Scientists are intrigued by a drug that appears to imbue mice with the benefits of exercise without actually getting physical activity — but as you'd imagine, there are caveats, so don't throw out your workout clothes just yet.
As a University of Florida press release about the new research declares, the newly-developed compound SLU-PP-332 led obese mice to lose weight by apparently convincing their bodies to go into marathon training mode, leading to a faster metabolism and more energy and endurance, and all without actually exercising.
"This compound is basically telling skeletal muscle to make the same changes you see during endurance training," Thomas Burris, a UF pharmacy professor who led the research, said in the school's press release.
SLU-PP-332 purports to achieve this by targeting what are known as EFF proteins that activate the body's most "energy-gobbling" tissues, such as the brain, the heart, and other muscles. ERRs are naturally released during exercise, but until now, have proven elusive to stimulate with drugs.
Along with researchers out of Washington University in St. Louis and St. Louis University, Burris published his findings last week in the Journal of Pharmacology and Experimental Therapeutics, building on the team's previous work designing the compound.
"When you treat mice with the drug," Burris said, "you can see that their whole body metabolism turns to using fatty acids, which is very similar to what people use when they are fasting or exercising."
As a result, "the animals start losing weight," the researcher said.
Of course, mice aren't people, so we have no idea how the drug would affect people.

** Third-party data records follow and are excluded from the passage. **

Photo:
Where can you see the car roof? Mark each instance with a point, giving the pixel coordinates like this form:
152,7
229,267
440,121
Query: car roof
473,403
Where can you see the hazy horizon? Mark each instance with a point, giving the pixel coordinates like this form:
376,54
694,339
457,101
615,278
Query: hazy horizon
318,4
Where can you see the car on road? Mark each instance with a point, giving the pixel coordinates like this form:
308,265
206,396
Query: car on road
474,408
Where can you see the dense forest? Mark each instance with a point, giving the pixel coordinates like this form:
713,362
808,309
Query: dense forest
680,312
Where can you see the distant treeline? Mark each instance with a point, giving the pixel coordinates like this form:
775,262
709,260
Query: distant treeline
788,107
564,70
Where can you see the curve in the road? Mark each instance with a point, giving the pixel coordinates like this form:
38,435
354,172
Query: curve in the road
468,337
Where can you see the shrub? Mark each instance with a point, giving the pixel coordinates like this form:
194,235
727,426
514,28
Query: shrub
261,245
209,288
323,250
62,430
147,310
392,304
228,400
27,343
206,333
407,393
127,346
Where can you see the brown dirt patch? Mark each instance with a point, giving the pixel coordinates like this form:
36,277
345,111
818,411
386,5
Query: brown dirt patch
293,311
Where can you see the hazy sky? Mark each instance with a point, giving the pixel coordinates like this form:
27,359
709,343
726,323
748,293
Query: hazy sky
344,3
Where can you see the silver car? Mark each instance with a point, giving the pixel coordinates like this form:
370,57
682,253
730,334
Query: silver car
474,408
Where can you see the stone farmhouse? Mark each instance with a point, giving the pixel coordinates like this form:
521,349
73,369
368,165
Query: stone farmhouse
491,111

And previous research into similar potential treatments hasn't turned out with inspiring results.
Known as "exercise mimetics," this class of drug has, in spite of some recent studies into their benefits, long been shunted to the world of purportedly miraculous — and non-FDA-approved — weight loss and workout endurance drugs that promise users the benefits of exercise without the work.

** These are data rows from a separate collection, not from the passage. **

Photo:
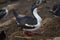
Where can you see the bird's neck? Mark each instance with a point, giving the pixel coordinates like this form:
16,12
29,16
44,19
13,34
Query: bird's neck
36,15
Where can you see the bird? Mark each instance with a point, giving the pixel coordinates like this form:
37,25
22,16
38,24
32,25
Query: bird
3,13
2,35
56,10
28,23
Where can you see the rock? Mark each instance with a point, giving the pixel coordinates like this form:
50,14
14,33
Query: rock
3,1
56,38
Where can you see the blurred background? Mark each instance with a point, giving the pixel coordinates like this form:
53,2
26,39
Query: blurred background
50,29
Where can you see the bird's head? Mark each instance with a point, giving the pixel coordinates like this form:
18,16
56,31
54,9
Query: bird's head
3,12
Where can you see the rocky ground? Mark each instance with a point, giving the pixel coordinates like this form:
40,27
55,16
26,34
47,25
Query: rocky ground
50,29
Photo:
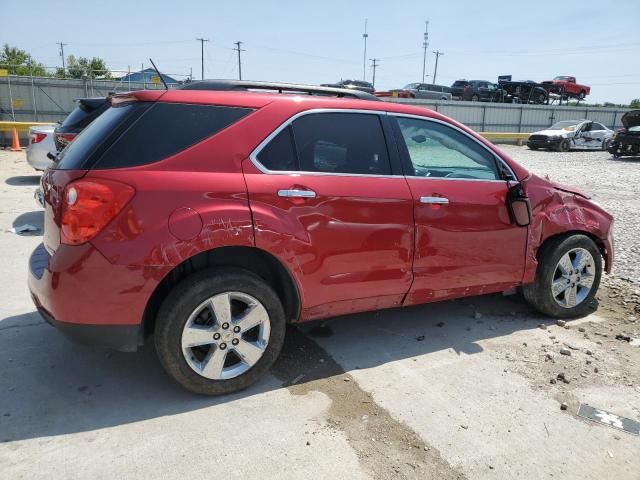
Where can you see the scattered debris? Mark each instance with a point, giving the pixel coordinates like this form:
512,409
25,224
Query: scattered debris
610,419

As recently as 2018, when researchers presented a review of so-called exercise mimetics at a physiology conference, critical scientists argued that "terminology to describe the effect of any oral compound that purports to have 'exercise-like' properties should be focused on the narrow range of biological pathway(s) activated by any given agent, so that the specificity and limited response to that drug are accurately defined" — though of course, "SLU-PP-32" or "EFF agonist" don't have quite the same ring to them as "exercise in a pill."

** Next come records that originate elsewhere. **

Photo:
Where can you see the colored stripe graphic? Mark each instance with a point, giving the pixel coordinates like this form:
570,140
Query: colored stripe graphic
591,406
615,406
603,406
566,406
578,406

SLU-PP-332 does, to its benefit, appear to be different from its predecessors in the proteins it targets, and may well prove to be more beneficial because of it, especially given that in mice studies, researchers found no severe side effects.
Like Ozempic, Moujnaro, and Wegovy, which the paper curiously cites by name as game-changers in obesity treatment that spurred on "a surge of interest, research, and funding for drugs that could treat these metabolic diseases through different biological pathways," this potential exercise mimetic could, as UF's Burris suggests, "keep people healthier as they age."
But it could also, as further research in both mice and humans commences, prove to be more snake oil.